Alliées ou ennemies?

samedi 18 novembre 2017 12:39

Lorsque maîtrisées, les superstitions sportives peuvent définitivement servir de moteur pour plusieurs athlètes.

Par Marcia B. Duranceau


Tout athlète gagnerait à se demander si les superstitions qu’il adopte comportent des paramètres contrôlables, parce que bien qu’elles soient apaisantes pour certains, elles peuvent rapidement devenir nuisibles pour d’autres.

Dr Jeffrey Caron, diplômé en psychologie du sport et de l’exercice à l’université McGill, considère qu’une superstition sportive devrait plutôt être appelée routine. «Je n’aime pas le terme “superstition, explique-t-il.  À mes oreilles, ça sonne comme le synonyme d’une routine malsaine menée à l’extrême». Selon lui, les routines peuvent affecter une performance de manière positive ou négative.  Dans certains cas, elles conduisent les athlètes au développement d’une confiance accrue.

C’est le cas de Helody Cyrenne, une gymnaste et ancienne membre de l’équipe canadienne, qui représente actuellement l’université Brigham Young, en Utah. «Je mets toujours le même gant en premier aux barres, affirme-t-elle.  Si je ne mettais pas le bon gant en premier, je me rendrais compte que quelque chose d’anormal est en train de se passer, donc j’enlèverais mes gants, et je les remettrais».

«La création d’un ensemble de comportements normalisés est réconfortante pour les athlètes», poursuit Dr Caron.
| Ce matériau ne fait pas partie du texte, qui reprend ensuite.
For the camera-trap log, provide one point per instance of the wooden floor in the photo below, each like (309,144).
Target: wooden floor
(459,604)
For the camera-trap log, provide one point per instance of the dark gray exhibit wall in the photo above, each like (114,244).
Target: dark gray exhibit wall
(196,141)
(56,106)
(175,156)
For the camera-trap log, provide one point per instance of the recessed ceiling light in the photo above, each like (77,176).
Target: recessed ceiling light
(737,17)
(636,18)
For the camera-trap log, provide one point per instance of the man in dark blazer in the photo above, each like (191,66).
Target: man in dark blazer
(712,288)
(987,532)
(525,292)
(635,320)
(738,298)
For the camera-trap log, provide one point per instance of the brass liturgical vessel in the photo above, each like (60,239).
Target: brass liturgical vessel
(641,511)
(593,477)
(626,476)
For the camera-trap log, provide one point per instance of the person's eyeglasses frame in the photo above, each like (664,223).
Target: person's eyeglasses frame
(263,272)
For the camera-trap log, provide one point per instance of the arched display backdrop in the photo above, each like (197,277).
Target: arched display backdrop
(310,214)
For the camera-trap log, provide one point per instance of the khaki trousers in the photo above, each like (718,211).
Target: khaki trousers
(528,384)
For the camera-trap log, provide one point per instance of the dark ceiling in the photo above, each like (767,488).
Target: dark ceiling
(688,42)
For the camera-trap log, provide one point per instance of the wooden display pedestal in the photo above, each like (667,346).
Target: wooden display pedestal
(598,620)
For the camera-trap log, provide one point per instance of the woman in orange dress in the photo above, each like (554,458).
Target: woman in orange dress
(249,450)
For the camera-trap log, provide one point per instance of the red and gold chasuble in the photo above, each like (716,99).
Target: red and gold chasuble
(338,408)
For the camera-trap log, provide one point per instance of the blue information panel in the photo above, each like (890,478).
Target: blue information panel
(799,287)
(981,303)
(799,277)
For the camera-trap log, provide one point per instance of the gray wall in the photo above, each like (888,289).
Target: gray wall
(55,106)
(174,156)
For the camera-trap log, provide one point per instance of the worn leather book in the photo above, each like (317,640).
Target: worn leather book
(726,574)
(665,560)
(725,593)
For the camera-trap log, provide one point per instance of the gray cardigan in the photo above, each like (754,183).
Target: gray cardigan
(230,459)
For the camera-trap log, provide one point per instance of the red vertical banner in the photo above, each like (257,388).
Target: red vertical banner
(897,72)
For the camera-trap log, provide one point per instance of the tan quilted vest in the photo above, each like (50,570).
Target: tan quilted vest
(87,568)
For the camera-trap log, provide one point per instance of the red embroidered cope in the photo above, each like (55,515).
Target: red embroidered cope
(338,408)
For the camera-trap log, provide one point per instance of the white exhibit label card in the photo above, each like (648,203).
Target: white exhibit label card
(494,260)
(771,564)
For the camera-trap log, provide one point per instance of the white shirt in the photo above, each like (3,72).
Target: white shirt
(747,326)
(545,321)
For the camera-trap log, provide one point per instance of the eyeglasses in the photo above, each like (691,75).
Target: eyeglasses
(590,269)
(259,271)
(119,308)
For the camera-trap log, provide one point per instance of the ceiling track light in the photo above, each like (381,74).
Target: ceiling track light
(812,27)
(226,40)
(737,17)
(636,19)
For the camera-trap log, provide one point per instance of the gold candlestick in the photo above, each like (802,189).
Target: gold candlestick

Selon lui, les routines rassurent les athlètes, font partie de leur préparation et leurs permettent d’être mentalement prêts.

Marc-Olivier Duquette, un hockeyeur d’une équipe de la Ligue de hockey junior Majeur du Québec, les Voltigeurs de Drummondville, a constaté que les routines apportaient un certains confort à ses coéquipiers ainsi qu’à lui-même. «Le hockey, c’est tellement un jeu de hasard qu’on aime contrôler ce qu’on peut contrôler le plus possible. En se créant une routine, on s’assure que notre préparation est adéquate et que rien n’est laissé au hasard», affirme celui qui a récemment participé au camp principal des Maple Leafs de Toronto.

Hors de contrôle

Pour d’autres athlètes, les superstitions sportives peuvent s’avérer néfastes lorsqu’elles prennent des proportions démesurées.  Selon Dr Caron, une superstition qui implique d’autres personnes que l’athlète lui-même pourrait, par exemple, être qualifiée de malsaine.  Il fait référence, entre autres, à deux joueurs de soccer qui auraient l’habitude de se serrer la main avant chaque partie. Si l’un des deux joueurs ne pouvait pas se présenter à une partie, l’autre pourrait être affecté négativement étant donné qu’il ne pourrait pas combler sa superstition.  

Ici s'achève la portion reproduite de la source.